Eine idealistische Biologielehrerin (Julia Jentsch) tritt in den späten 1970er-Jahren begeistert ihre Stelle als Biologielehrerin an der reformpädagogischen Odenwald-Schule an. Doch bald macht sie irritierende Entdeckungen und kümmert sich als einzige Lehrerin um einen tief verstörten Jungen (Leon Seidel), ohne allerdings herauszufinden, was genau mit ihm passiert ist. Erst mit der Zeit realisiert sie, dass hinter der „Freiheitspädagogik“ der Schule ein abgründiges, teils verschwiegenes, teils ideologisch verbrämtes System päderastischer Übergriffe steckt.

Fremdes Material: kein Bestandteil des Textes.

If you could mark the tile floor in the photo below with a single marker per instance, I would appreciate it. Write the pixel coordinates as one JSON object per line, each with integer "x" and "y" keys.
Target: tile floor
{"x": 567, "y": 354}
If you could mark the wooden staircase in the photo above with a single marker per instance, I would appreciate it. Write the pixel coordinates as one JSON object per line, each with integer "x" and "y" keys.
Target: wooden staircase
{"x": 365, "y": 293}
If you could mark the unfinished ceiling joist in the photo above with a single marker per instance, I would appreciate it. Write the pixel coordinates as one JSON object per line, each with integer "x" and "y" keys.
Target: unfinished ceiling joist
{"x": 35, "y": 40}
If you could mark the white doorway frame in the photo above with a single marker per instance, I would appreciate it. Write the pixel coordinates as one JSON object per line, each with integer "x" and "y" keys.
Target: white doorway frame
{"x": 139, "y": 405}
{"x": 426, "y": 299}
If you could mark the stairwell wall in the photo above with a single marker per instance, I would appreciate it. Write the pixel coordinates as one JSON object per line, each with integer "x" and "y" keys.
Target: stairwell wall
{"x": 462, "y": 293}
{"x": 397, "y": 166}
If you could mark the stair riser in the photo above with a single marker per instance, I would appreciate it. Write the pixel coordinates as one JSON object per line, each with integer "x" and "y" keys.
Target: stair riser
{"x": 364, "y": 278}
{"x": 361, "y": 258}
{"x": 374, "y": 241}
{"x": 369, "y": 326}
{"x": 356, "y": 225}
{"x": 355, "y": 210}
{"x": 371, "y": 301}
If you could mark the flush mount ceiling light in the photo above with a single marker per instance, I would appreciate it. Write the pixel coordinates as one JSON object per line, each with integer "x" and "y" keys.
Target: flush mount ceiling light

Das brillant gespielte (Fernseh-)Drama von Christoph Röhl lotet mit beklemmender Eindringlichkeit die Mechanismen des Verdrängens und Verschweigens aus, die an der berühmten Vorzeige-Einrichtung zu Einschüchterung und sexuellem Missbrauch führten. Zwischen den 1960er- und 1980er-Jahren wurden an der Odenwaldschule mindestens 132 Schüler und Schülerinnen missbraucht; keiner der Täter wurde für seine Verbrehen verurteilt, weil diese bei Bekanntwerden lange verjährt waren.

Der Regisseur Christoph Röhl war von 1989 bis 1991 selbst Tutor an der Odenwaldschule und drehte 2011 schon den Dokumentarfilm „Und wir sind nicht die Einzigen“ über den Missbrauchsskandal. – Sehenswert ab 16.